Test Code: 4525CPT: 82310
|Use||Measurement of calcium is used in the diagnosis and treatment of parathyroid disease, a variety of bone diseases, chronic renal disease and tetany (intermittent muscular contractions or spasms). Calcium levels may also reflect abnormal vitamin D or protein levels.|
|Clinical Utility||Although more than 99% of body calcium exists in bones and teeth, it is the calcium in blood which is of most concern clinically. The bones serve as a reservoir to maintain relative constancy of serum calcium by releasing calcium when required to prevent hypocalcemia and trapping calcium to prevent excessively high levels of serum calcium. The uptake and release of calcium from bone is under the control of parathyroid hormone, vitamin D, calcitonin and adrenal cortical steroids.2 Calcium ions are important in the transmission of nerve impulses, as a cofactor in several enzyme reactions, in the maintenance of normal muscle contractility, and in the process of coagulation.

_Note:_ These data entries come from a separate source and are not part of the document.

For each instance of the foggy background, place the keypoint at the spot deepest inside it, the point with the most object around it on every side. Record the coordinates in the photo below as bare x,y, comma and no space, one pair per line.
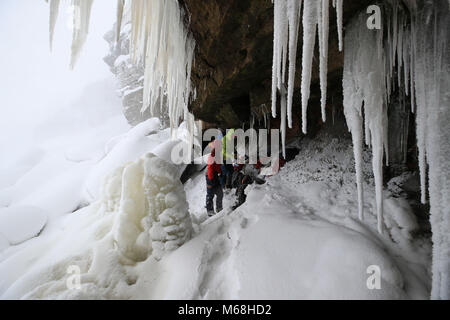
40,97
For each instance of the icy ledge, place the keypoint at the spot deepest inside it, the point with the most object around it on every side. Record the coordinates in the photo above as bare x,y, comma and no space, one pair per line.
142,214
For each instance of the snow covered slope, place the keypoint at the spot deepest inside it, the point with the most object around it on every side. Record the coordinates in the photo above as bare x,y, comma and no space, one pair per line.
297,236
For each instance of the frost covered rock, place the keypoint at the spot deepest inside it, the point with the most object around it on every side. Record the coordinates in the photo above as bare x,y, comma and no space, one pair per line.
151,208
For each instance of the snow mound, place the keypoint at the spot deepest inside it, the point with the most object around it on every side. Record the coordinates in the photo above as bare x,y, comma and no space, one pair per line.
142,214
20,223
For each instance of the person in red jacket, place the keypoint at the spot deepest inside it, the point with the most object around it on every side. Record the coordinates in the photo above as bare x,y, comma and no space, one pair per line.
213,186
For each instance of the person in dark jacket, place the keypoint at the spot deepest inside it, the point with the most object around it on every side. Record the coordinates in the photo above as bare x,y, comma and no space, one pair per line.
213,186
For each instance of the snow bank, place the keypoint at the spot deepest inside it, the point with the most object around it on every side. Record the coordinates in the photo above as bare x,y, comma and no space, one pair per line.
142,214
20,223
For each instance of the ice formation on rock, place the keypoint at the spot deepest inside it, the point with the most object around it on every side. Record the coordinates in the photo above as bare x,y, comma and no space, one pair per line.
404,54
120,6
149,203
286,26
161,42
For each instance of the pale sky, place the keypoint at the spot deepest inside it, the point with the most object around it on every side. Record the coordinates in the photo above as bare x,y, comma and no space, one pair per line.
34,81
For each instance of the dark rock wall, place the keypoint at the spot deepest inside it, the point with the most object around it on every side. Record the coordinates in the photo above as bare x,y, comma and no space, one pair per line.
233,61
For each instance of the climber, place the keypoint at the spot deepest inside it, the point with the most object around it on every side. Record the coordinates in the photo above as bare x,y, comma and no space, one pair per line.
243,176
213,187
227,166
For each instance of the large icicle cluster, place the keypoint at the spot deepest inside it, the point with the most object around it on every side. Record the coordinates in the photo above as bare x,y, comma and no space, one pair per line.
160,41
365,93
410,52
315,18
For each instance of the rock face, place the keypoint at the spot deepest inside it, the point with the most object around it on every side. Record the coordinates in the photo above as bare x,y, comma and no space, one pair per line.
130,76
232,71
233,60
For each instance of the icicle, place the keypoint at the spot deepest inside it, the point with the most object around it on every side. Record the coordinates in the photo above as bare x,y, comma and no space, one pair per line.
294,9
323,23
120,5
339,14
309,39
54,9
82,13
364,82
283,119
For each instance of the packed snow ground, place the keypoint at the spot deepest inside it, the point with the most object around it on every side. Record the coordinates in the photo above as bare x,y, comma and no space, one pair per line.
297,236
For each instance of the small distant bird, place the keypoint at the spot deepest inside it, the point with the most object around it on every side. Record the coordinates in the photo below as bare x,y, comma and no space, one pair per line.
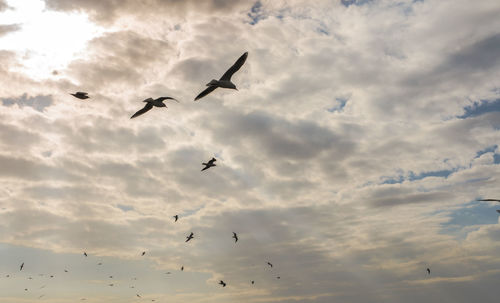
225,80
209,164
81,95
150,102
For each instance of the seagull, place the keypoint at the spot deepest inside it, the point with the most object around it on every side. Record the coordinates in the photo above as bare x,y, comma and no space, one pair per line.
81,95
225,80
150,102
209,164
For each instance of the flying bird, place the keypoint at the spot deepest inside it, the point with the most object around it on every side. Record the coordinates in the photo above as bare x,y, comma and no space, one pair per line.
81,95
225,80
150,102
209,164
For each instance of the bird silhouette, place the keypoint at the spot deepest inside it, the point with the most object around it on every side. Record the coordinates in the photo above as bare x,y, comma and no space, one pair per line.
225,80
150,102
81,95
209,164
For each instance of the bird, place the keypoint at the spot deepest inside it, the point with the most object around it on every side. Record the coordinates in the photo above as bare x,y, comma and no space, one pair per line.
209,164
150,102
225,80
81,95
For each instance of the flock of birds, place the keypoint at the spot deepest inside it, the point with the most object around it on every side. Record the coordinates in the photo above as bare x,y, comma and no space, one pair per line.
223,82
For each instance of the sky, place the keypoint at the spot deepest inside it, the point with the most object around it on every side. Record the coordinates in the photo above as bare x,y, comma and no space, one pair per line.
352,156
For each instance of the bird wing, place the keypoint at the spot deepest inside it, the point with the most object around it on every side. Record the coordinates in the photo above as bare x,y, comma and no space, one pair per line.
236,66
207,91
146,108
167,98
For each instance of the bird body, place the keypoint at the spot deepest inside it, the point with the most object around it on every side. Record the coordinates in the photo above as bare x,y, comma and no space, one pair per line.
209,164
150,103
225,80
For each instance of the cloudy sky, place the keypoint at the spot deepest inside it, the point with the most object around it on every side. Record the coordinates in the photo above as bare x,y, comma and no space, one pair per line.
351,157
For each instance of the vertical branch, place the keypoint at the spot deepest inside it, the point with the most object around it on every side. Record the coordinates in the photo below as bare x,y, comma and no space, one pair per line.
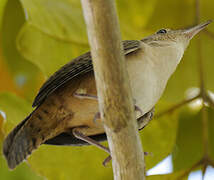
114,93
205,136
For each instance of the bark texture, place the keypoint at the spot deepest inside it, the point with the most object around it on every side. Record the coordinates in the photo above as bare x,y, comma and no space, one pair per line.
114,92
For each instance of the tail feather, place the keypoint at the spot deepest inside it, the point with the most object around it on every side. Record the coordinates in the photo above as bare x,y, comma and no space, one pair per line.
16,146
30,133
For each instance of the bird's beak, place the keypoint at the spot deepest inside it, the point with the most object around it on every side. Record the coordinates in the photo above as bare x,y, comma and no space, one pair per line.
191,32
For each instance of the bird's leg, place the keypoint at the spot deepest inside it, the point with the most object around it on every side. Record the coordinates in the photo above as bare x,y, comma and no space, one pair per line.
85,96
145,119
93,97
80,132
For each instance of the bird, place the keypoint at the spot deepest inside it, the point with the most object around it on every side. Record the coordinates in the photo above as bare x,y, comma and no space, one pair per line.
66,106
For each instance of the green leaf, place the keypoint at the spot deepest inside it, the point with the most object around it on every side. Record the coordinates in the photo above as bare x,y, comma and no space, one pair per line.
172,176
24,73
2,7
15,109
159,137
187,73
210,116
69,162
47,53
189,146
58,19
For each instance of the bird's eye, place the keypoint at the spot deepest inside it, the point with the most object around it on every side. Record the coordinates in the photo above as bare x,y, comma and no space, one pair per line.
162,31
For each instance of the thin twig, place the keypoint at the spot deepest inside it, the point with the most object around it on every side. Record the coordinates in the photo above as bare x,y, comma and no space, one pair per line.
210,100
173,108
205,130
208,33
186,173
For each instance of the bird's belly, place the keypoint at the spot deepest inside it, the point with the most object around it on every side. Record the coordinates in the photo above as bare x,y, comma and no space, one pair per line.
146,87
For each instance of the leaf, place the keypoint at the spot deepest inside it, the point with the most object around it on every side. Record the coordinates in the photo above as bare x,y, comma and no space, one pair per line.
47,53
24,74
68,162
159,137
210,116
168,14
2,7
15,109
172,176
58,19
189,145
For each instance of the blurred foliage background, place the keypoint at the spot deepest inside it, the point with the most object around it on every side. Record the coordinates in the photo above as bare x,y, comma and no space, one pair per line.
39,36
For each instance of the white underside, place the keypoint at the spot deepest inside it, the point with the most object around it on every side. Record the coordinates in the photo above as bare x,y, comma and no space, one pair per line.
149,72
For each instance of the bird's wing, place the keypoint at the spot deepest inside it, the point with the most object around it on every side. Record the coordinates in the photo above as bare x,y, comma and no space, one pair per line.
76,67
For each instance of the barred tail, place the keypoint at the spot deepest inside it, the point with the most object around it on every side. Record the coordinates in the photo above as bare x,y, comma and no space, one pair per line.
18,144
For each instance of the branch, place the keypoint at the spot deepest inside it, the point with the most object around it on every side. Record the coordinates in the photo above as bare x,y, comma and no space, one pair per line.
115,100
176,106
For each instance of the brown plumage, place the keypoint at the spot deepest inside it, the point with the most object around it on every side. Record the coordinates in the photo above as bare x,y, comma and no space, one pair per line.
58,111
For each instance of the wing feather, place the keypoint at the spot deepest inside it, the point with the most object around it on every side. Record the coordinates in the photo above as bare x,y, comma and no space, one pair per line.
74,68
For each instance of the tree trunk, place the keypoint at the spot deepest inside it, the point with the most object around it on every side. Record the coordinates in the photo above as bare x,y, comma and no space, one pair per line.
114,92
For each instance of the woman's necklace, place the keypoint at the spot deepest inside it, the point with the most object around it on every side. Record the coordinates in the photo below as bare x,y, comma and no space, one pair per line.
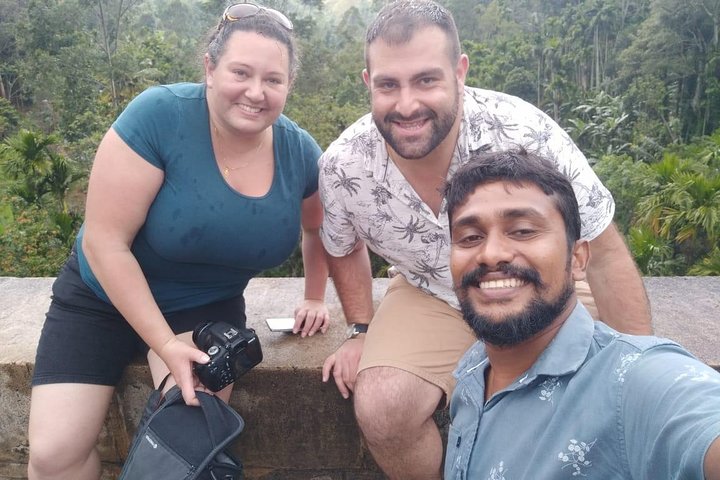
226,169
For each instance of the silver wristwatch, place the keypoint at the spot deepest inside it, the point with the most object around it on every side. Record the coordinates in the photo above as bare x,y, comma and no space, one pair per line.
356,329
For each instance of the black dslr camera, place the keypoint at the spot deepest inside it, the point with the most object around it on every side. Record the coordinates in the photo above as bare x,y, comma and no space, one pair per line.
233,351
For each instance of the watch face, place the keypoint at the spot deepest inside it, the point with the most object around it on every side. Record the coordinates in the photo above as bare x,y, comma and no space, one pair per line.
356,329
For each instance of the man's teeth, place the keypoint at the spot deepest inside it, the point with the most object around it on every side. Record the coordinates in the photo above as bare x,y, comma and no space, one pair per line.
503,283
412,125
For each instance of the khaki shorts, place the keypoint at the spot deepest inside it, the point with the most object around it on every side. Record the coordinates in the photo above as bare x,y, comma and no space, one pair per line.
423,335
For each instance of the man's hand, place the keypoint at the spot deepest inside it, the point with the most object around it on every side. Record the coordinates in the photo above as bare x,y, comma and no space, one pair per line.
343,364
179,358
311,316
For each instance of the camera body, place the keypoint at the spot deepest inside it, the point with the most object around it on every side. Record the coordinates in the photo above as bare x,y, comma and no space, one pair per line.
233,351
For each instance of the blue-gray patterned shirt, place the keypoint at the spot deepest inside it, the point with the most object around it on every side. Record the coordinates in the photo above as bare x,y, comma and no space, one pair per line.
365,197
596,404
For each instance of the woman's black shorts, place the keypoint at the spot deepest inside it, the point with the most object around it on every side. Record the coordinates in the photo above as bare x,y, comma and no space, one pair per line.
86,340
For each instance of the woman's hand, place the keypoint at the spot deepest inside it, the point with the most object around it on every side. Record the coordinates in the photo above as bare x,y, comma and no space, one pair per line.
311,316
179,357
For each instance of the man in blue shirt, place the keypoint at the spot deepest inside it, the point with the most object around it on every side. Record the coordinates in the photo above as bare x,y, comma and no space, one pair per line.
547,393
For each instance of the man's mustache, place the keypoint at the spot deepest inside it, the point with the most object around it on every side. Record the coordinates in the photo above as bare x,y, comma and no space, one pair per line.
419,115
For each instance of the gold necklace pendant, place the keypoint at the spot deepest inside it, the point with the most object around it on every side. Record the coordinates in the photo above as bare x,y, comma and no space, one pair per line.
226,170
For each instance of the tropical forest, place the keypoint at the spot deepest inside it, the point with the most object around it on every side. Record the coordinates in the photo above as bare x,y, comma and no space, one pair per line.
636,84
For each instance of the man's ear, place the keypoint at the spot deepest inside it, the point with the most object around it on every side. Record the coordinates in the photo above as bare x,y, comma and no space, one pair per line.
461,70
580,259
366,77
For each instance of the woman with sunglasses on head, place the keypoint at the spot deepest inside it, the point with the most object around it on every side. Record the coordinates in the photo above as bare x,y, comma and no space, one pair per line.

A significant reduction in calcium ion concentration in blood results in muscle tetany.Impaired function of the parathyroid glands or impaired vitamin-D synthesis can also lead to low caclium values. Chronic renal failure is also frequently associated with hypocalcemia due to decreased vitamin-D synthesis as well as hyperphosphatemia and skeletal resistance to the action of parathyroid hormone (PTH). A characteristic symptom of hypocalcemia is latent or manifest tetany and osteomalacia.3
A higher than normal concentration of calcium ions produces lowered neuromuscular excitability and muscle weakness along with other more complex symptoms. Often, the primary cause is hyperparathyroidism (pHPT) or bone metastasis of carcinoma of the breast, prostate, thyroid gland, or lung.4
|Intended Patient Population||18+ and Older Adult Males & Females|
|Patient Preparation||None Specified|
|Tube||Red, Green, Tiger|
|Volume||4mL Whole Blood (1mL Serum/Plasma)|
|Min Sample Volume||0.1 mLs|
|Reference Ranges||M & F ≥ 18 yrs old; 8.6-10.3 mg/dL|
|Analytical Measurement Range||5-20 mg/dL|
|Critical Values||≤ 6.5 ≥ 13.0 mg/dL|
|Test Methodology||Quantitative Spectrophotometry|
|Test Turnaround Time||1 Day|
|Limitations||Sodium citrate, EDTA, and NaF potassium oxalate interfere|
|Specimen Stability||7 Days RT
7 Days RF
|Reject Criteria||Gross Hemolysis, Gross Lipemia, Sodium citrate, EDTA, and NaF potassium oxalate interfere|
|Laboratory Developed Test (LDT)||Yes|
|References||1. Tietz Textbook of Clinical Chemistry. Edited by CA Burtis, ER Ashwood. Philadelphia, WB Saunders Company, 1999
2. Llach F, Felsenfeld AJ, Haussler MR. The pathophysiology of altered calcium metabolism in rhabdomyolysis-induced acute renal failure. Interactions of parathyroid hormone, 25-hydroxycholecalciferol, and 1,25-dihydroxycholecalciferol. N Engl J Med. 1981 Jul 16; 305(3):117-123.
3.Baldwin TE, Chernow B: Hypocalcemia in the ICU. J Crit Illness 1987;2:9-16
4. Strewler GJ, Nissenson RA. Hypercalcemia in malignancy. West J Med. 1990 Dec; 153(6):635-640 (review).